De ce processus, découle en effet la perspective d’une forêt plus équilibrée, avec tous les avantages que cela engendre : filtration de l’air, de l’eau, piège de carbone. Et surtout, dans un futur proche, « ce sont ces forêts périurbaines qui permettront de faire baisser la température en ville », avance Denise Heilbronn. Un argument de poids au vu du dernier rapport du Giec : le Groupe d’experts intergouvernemental sur l’évolution du climat a évalué que la hausse des températures atteindra au moins 2,8 °C d’ici à la fin du siècle, dans le meilleur des scénarios.

Une 3e forêt sanctuaire en France

Face à ces prédictions cauchemardesques, la naissance d’une troisième forêt sanctuaire à Sommerau, toujours en Alsace, ne semble pas peser bien lourd. Pourtant, il s’agit pour le maire, Bruno Lorentz, d’ajouter une pierre à l’édifice et de répondre à la « demande sociétale d’un retour vers la naturalité ».

Bruno Lorentz, le maire de Sommerau, sur le chantier de la future forêt sanctuaire.
© Clara Lainé / Reporterre

Le cimetière sera inauguré en septembre 2024, après un an de travail. Plusieurs aspects logistiques restent à régler, comme la mise en place de blocs de pierre pour en faire notamment des bancs et ainsi accueillir les cérémonies. La mairie a également dû s’entretenir avec les chasseurs pour qu’il ne puissent plus entrer sur cette zone. « Une tronçonneuse [comme les fusils des chasseurs] à quelques mètres d’un enterrement d’urne, ce ne sera pas possible ! » sourit, pragmatique, le maire. Tout sera mis en place pour offrir aux promeneurs un moment de recueillement.

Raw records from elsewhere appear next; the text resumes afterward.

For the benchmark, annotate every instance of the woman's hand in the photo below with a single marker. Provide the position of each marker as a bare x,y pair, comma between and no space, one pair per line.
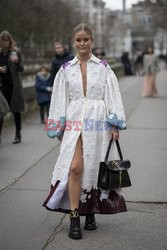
114,133
60,138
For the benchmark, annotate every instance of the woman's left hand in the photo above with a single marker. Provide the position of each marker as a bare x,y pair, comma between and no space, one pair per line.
114,133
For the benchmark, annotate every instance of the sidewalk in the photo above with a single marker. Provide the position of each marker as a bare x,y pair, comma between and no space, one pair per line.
25,175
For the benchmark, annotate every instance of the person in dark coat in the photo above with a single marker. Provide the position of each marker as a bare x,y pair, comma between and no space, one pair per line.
43,92
127,64
61,56
10,80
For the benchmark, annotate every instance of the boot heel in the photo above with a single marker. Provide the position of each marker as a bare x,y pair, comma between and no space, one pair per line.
90,222
75,229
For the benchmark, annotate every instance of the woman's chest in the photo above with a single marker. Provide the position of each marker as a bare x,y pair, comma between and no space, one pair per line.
88,80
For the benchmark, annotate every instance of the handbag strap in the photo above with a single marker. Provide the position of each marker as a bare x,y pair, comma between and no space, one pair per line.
109,147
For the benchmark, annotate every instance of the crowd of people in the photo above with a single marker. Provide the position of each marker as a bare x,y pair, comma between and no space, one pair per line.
145,63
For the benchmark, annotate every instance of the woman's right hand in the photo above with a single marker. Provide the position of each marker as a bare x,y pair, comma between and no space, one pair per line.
60,138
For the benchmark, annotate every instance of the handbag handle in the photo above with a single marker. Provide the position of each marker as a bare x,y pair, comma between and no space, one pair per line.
109,147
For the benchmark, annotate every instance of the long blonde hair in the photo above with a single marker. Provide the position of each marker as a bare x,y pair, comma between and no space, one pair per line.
6,35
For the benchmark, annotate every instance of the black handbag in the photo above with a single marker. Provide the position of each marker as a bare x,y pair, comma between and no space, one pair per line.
114,174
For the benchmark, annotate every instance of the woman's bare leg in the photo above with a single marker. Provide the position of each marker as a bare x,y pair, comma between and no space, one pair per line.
74,182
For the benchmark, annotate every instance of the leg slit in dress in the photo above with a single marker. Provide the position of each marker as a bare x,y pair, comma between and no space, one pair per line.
58,199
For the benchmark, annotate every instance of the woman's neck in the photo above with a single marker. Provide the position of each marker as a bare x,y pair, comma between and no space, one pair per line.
84,58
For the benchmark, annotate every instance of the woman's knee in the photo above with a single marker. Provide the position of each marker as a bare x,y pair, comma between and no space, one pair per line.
76,168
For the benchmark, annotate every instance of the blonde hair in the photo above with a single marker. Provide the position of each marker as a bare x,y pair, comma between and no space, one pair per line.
6,35
83,27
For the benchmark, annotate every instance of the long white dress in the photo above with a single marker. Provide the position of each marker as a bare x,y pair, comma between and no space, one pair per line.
86,115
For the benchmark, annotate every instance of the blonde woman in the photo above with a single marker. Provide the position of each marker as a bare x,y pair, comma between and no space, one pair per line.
150,67
10,80
85,95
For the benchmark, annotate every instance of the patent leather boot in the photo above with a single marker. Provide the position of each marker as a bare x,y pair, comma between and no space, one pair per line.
90,222
17,138
75,230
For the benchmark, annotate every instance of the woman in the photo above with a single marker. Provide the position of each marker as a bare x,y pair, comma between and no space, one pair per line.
85,96
10,81
150,67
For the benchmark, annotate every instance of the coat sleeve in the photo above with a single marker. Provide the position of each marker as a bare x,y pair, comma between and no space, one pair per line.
113,100
58,106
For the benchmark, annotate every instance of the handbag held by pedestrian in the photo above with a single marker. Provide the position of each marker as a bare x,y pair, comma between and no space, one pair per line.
114,174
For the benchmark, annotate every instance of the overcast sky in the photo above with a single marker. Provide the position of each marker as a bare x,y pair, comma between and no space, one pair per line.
117,4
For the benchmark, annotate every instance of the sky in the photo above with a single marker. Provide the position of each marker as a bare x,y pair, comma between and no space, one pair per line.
117,4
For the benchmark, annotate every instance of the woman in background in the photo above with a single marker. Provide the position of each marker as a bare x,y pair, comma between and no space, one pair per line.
10,81
150,67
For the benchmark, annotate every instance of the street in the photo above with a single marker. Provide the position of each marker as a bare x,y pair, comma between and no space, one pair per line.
26,170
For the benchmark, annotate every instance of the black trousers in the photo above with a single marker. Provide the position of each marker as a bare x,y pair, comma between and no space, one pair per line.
44,108
7,92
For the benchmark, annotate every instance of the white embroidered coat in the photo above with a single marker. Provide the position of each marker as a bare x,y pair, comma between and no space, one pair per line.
85,115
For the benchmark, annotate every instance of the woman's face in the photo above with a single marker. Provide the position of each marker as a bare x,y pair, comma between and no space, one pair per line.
150,50
82,43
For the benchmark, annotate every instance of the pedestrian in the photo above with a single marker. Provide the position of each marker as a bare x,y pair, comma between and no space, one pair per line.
85,95
4,108
139,63
61,56
43,92
150,69
127,64
10,80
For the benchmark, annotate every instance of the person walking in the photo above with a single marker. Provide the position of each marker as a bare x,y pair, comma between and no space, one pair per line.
85,95
43,92
61,56
10,80
150,68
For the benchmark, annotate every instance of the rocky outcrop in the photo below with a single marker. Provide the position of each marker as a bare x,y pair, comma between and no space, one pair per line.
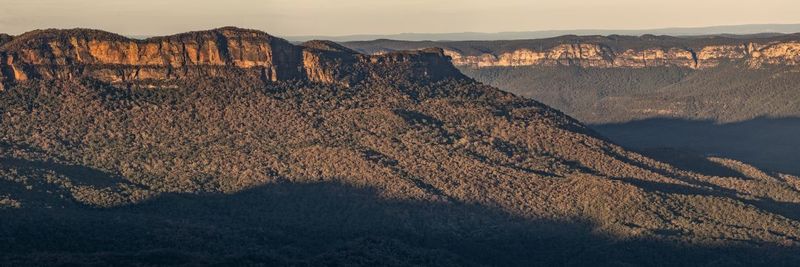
604,56
67,54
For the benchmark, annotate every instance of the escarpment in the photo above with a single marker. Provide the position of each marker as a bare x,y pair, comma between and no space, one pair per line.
67,54
610,51
602,56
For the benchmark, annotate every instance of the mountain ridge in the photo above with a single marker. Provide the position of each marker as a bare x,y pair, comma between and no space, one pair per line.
410,155
748,29
612,51
63,54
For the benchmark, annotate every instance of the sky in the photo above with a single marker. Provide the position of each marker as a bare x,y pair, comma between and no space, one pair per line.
346,17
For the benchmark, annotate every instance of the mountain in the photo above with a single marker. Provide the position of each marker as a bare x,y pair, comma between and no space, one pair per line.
733,96
748,29
233,147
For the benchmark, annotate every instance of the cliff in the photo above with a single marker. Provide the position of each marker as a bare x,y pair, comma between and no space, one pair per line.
601,56
67,54
610,51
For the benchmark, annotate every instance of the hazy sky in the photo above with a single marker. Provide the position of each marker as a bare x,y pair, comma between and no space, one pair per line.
343,17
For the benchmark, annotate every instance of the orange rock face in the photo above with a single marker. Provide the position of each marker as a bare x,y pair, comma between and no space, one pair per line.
66,54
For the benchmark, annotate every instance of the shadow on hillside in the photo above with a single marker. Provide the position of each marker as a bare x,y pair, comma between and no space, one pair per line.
769,144
328,224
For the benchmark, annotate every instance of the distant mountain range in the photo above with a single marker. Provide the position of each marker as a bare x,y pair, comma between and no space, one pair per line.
733,95
464,36
231,147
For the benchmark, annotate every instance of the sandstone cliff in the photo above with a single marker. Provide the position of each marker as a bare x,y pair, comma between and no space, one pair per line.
66,54
610,51
598,55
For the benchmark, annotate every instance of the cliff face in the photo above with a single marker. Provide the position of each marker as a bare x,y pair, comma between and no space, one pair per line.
66,54
603,56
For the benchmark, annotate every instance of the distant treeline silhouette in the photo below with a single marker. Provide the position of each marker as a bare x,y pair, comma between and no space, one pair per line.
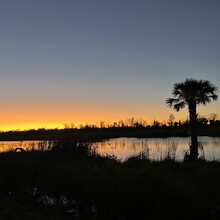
128,128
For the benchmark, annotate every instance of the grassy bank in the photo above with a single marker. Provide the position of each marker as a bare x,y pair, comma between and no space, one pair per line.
73,182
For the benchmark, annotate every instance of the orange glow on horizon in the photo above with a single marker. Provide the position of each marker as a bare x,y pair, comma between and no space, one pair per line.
52,118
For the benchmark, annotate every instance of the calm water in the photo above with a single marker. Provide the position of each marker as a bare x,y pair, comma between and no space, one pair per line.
154,148
159,148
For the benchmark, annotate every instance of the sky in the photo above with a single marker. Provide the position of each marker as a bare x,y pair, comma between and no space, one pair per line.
83,61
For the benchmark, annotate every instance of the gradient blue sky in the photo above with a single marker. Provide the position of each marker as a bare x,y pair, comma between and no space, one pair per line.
82,61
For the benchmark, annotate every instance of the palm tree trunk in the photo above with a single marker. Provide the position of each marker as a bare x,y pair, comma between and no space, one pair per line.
194,138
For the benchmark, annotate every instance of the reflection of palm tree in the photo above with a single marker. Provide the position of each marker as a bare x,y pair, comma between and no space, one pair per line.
191,93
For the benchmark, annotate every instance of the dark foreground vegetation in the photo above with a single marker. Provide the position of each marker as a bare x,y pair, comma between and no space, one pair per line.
71,181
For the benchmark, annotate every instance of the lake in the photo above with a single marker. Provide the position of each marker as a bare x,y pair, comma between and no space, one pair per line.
154,148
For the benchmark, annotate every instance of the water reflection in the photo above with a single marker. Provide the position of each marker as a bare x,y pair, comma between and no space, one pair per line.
122,148
160,148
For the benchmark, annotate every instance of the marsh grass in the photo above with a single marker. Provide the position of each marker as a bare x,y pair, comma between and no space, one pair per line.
67,183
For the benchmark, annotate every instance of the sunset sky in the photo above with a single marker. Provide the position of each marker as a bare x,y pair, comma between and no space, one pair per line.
84,61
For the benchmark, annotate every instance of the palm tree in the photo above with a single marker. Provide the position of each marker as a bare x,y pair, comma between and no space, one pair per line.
191,93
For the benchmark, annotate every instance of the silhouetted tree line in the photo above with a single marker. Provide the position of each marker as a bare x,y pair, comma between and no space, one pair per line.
130,127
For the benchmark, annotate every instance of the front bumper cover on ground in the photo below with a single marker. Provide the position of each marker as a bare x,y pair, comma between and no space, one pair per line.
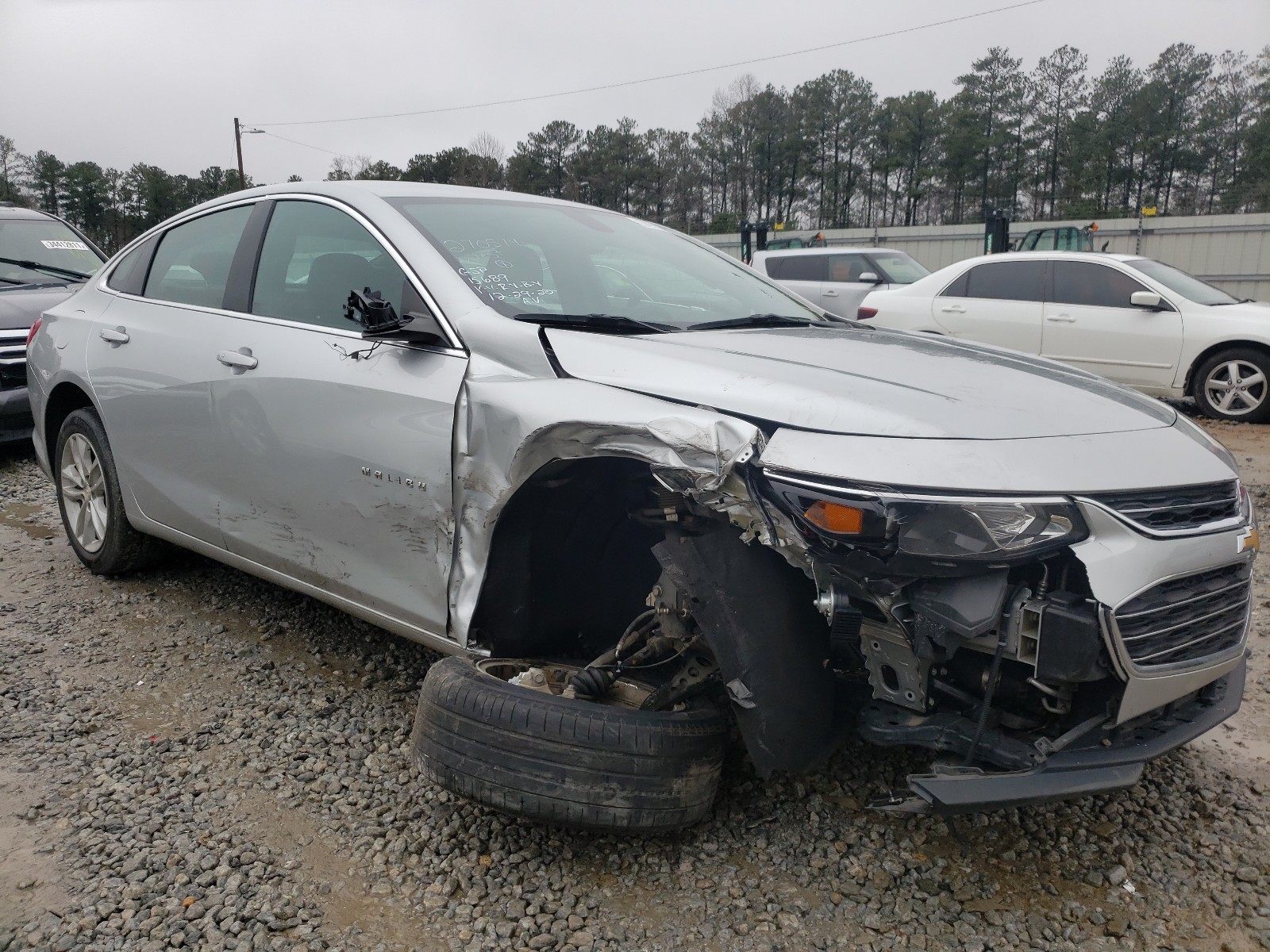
1102,762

Avec l’organisation de trois visites mensuelles de forêts sanctuaires en Allemagne et en France, l’association Au-delà des racines compte bien démocratiser le concept. « Lors de la dernière visite il y avait 60 personnes, surtout des élus », se réjouit Denise Heilbronn. Avant d’ajouter, convaincue : « C’est un rêve universel de mourir au pied d’un arbre. »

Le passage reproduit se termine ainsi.